Swati felt relieved. Finally, some freedom.
She’s fifteen after all, not five. What sense does it make for her mother to accompany her everywhere she goes, at this age? An argument between Swati and her mother regarding this is a routine affair in this household.
Today is that special day when for the first time Swati’s persistence brought her victory against her mother. She finally (grudgingly though) allowed Swati to go to her coaching centre alone. And she was washed over by a sense of relief. Who wouldn’t want to avoid being taunted by friends for once, for a change?
Swati was still relishing the taste of freedom from her seat in a bus, when she saw him. He was one of the not-so-lucky passengers, who had to stand with the support of overhead rods. As she watched him her eyes became roundish and a whisper escaped her lips, “Yuvvy!” He was tall, with a brawny built and yes, he did resemble Yuvraj Singh-someone Swati could die for. It was not until their eyes met that Swati was able to look away from him. And then it happened.
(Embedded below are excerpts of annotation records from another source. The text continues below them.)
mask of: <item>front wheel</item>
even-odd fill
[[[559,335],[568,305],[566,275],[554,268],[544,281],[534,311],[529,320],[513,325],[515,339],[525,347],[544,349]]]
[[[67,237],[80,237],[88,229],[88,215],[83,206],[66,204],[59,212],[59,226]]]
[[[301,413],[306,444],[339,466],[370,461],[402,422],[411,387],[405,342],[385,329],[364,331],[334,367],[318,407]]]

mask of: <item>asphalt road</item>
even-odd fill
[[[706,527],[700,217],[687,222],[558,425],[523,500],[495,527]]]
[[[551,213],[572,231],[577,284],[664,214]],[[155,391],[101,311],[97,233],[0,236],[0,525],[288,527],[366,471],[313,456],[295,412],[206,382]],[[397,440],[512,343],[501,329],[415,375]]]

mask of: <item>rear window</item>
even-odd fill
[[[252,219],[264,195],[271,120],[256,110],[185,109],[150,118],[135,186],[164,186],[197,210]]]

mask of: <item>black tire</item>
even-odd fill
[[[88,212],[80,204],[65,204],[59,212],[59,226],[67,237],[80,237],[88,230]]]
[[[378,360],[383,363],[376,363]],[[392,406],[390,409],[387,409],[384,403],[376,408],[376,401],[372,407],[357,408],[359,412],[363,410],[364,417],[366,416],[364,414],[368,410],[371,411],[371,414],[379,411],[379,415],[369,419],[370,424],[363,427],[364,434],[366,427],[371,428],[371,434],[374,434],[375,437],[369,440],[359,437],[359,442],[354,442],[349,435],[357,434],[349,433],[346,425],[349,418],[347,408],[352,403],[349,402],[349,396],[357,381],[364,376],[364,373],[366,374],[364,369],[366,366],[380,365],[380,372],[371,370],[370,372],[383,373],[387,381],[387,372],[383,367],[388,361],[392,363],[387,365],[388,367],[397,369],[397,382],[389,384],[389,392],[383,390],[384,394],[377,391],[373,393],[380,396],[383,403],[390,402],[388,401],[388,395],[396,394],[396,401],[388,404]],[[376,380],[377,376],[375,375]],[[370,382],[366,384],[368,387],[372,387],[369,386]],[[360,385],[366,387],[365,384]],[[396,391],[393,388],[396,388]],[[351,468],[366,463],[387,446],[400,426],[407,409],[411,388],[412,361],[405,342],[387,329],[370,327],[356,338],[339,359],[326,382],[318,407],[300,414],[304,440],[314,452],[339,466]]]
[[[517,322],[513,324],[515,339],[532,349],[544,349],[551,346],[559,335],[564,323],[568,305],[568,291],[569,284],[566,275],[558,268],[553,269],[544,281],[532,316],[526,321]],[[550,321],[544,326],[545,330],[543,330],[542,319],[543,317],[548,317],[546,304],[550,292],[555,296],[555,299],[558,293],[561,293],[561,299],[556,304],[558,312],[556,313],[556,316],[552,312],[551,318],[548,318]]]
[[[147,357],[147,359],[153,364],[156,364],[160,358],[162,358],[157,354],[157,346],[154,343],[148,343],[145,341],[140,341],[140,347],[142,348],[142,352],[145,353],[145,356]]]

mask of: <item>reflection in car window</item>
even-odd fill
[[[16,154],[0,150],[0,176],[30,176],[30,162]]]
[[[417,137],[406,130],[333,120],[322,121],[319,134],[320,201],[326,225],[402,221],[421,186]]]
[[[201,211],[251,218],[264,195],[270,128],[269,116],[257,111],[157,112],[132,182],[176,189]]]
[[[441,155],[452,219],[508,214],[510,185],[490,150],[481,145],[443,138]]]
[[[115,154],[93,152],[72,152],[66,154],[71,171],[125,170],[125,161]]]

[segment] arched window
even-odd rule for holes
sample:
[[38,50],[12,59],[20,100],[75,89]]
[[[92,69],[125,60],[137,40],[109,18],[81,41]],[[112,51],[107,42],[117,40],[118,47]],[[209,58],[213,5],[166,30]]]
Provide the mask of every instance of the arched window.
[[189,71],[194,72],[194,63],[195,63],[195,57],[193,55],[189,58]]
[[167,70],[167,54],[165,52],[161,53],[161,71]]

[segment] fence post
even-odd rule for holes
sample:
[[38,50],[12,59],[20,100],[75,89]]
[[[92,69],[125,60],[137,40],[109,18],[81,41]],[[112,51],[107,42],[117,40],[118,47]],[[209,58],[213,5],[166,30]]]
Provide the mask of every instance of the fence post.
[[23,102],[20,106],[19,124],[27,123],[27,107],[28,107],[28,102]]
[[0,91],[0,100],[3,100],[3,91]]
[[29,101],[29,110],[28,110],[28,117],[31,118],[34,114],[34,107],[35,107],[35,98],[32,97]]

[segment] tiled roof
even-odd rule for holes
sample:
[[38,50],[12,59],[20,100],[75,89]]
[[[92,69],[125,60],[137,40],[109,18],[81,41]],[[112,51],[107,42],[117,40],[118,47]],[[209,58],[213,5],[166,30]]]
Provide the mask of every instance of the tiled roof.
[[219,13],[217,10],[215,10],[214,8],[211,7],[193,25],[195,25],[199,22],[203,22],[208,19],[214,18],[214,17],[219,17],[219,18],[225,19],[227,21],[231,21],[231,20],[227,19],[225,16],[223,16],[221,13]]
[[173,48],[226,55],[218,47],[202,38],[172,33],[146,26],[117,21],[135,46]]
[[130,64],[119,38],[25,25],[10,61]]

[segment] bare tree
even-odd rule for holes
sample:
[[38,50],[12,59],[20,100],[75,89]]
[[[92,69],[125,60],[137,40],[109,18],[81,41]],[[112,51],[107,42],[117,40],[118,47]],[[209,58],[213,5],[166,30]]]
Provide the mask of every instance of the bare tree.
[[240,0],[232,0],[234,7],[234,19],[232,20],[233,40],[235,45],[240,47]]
“Screeech!” And the bus avoided a deadly accident. Everyone in the bus fell on each other. (Swati didn’t fail to notice that Mr. Yuvvy almost fell on a girl beside him) The traffic police sprung into action and stopped the bus. Inside the bus a competition ensued among the passengers for reaching the nearest exit. Swati jumped off the bus, while she valiantly refused to admit to herself that the tiniest twinge of disappointment that she was feeling had anything to do with the young man on the bus.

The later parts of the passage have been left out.